Edward was the eldest son of Edward III and Philippa of Hainault, born when the king was only seventeen in 1330. He married late (at thirty-one), to a woman whose past can only be described as colourful, since she knowingly entered into a bigamous marriage at the age of thirteen or fourteen. They had known one another from childhood and it was very probably a love match. His marriage should have served his father’s dynastic aims, but he married for love instead.
The Prince was known as the epitome of chivalry after the victory at Crécy (1346) where he led the vanguard. This reputation increased after the Battle of Poitiers ten years later, where the French nobility was crushed; the French standard was captured; and the French king was taken prisoner. There was a final victory for him at Nájera in Castile in 1367. It was during this campaign that he caught dysentery, which would eventually kill him.
He ruled the principality of Aquitaine as a sovereign state between 1362 and 1372. Despite the glory of his early years, the final years of his life were marked by bitter failure. From 1369 the French started encroaching on Aquitaine and towns and castles fell to them constantly, often without a fight. The Prince’s eldest son died in 1370 and the men who had been his closest friends and advisers began to die, including the man who had been closest to him for thirty years, who was killed in a skirmish with the French. By 1371 the Prince was too ill to be able to hold Aquitaine against the French and he returned to England, where he died a year before his father in 1376 at the age of forty-six. When Edward III died the Prince’s ten-year old son became Richard II and the seeds of the Wars of the Roses were sown when the Prince’s brother, John of Gaunt, became regent.
For all that there is very little information available, Barber is very good at setting it out and drawing conclusions. He is also fair. Where there are two or more explanations for something that the Prince did or might have done he summarises them all rather than choose one that is more favourable or less favourable to the Prince.
One of the successes of the book for me is the very good summary at the beginning of the causes of the Hundred Years’ War. These are quite complex, but some historians seem to focus on the trivial or the anecdotal. Barber uses a few pages to explain the almost perpetual war between England and France over Aquitaine and Edward III’s claim to the French throne, both of which came to head in 1337.
Barber has some interesting things to say about the Prince’s supposed extravagance when he was Prince of Aquitaine. Sovereign lords were supposed to distribute largesse as rewards and, for want of a better word, bribes, to their subjects; it was one of the ways in which they showed that they were rulers. He also puts the case that the Prince did not order or even contemplate the massacre of the inhabitants of Limoges after the end of the siege there in September 1370 and that the deaths were limited to those who had carried arms against the town’s true lord, the Prince.

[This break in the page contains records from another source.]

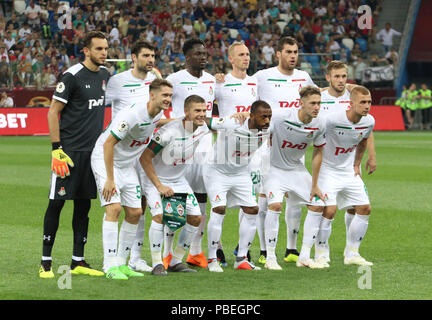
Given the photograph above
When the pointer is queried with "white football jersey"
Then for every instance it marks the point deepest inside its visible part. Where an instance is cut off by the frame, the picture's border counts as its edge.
(331, 104)
(133, 128)
(342, 137)
(174, 148)
(124, 89)
(236, 95)
(282, 92)
(291, 138)
(185, 85)
(235, 145)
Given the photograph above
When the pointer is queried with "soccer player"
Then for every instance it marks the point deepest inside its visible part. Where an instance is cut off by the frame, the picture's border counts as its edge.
(347, 132)
(113, 159)
(279, 86)
(164, 161)
(123, 90)
(333, 99)
(228, 180)
(235, 92)
(193, 81)
(292, 133)
(79, 100)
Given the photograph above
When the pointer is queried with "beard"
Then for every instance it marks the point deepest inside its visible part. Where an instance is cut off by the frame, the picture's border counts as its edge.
(95, 62)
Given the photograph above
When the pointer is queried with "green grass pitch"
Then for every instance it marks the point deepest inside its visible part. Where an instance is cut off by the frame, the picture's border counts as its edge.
(398, 240)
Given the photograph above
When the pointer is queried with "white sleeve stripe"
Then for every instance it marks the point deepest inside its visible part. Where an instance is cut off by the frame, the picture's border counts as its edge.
(60, 99)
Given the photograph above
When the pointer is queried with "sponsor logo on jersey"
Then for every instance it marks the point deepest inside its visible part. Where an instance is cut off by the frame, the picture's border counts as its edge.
(123, 126)
(96, 103)
(180, 210)
(290, 104)
(62, 192)
(168, 208)
(288, 144)
(341, 150)
(60, 87)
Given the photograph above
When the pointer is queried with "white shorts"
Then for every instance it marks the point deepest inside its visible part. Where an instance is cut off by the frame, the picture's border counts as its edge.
(154, 200)
(194, 176)
(297, 183)
(234, 191)
(126, 181)
(342, 188)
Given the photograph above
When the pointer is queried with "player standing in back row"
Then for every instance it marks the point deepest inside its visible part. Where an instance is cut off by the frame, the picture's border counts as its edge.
(79, 100)
(123, 90)
(193, 81)
(335, 98)
(280, 86)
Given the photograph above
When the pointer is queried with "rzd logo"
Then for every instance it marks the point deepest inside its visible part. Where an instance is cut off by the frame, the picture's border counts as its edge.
(95, 103)
(287, 104)
(243, 108)
(287, 144)
(340, 150)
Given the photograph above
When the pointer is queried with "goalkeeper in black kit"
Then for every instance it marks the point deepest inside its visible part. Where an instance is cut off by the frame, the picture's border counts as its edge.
(79, 102)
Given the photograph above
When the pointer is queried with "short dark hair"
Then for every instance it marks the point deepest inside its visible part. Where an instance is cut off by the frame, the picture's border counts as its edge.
(140, 45)
(259, 104)
(157, 83)
(93, 34)
(189, 44)
(309, 91)
(286, 40)
(193, 99)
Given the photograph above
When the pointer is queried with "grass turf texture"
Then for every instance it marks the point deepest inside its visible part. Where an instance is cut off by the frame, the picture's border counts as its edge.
(397, 241)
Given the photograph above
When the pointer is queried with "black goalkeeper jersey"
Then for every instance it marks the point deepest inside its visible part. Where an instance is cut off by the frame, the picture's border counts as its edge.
(82, 119)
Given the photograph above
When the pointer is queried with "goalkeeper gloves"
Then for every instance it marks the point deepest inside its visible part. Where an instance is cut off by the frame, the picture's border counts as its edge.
(60, 161)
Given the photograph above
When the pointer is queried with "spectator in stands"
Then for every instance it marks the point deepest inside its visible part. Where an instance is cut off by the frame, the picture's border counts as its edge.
(385, 36)
(5, 101)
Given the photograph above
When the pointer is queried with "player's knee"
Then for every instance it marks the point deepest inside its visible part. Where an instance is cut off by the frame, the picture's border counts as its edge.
(250, 210)
(276, 207)
(193, 220)
(219, 210)
(201, 197)
(316, 208)
(112, 212)
(157, 218)
(133, 215)
(364, 210)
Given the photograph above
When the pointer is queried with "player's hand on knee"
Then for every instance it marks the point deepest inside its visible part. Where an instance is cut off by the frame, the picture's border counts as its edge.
(316, 192)
(220, 77)
(60, 163)
(109, 190)
(165, 191)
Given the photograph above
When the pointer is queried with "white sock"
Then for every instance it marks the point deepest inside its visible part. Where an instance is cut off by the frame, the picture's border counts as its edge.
(156, 237)
(139, 240)
(262, 210)
(110, 242)
(271, 232)
(357, 231)
(292, 219)
(348, 219)
(126, 238)
(168, 240)
(246, 233)
(196, 247)
(322, 240)
(310, 231)
(241, 213)
(214, 232)
(186, 235)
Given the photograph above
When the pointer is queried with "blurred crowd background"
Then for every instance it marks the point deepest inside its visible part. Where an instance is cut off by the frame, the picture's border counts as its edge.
(41, 39)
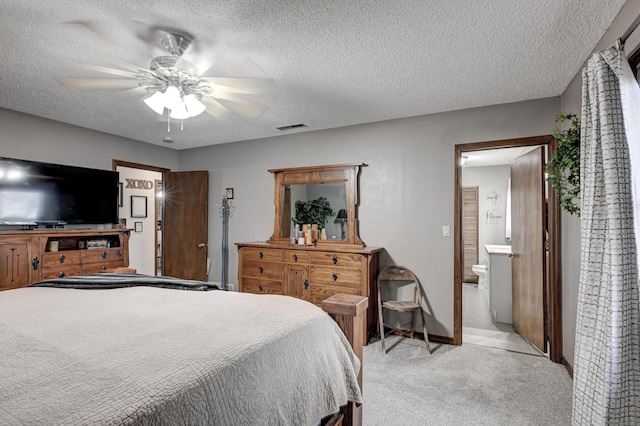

One of the things that comes across is the Prince’s practical nature. He was not a diplomat, nor was he really a politician, but he did have the knack of getting men to follow him. Barber makes a strong case for the victories achieved by the Prince being due, in part, to the trust that existed between the Prince and the captains of his army and their willingness to make their needs subservient to his.
Even as a young man he was a legend. He had been sixteen at Crécy and his fame only grew through the rest of his life. He was held up as the example of chivalry. He seems to have been a fairly straightforward man, rather like his father, but unlike the kings with whom he had to deal in Aquitaine, which put him at a disadvantage. He learned the hard way not to trust Don Pedro of Castile and Charles of Navarre. Charles V of France was so cunning it was a wonder he could keep track of his own plans.
This is very much a book worth reading, not just to find out about the life of the second Prince of Wales, but also to understand some of the key events of the Hundred Years’ War.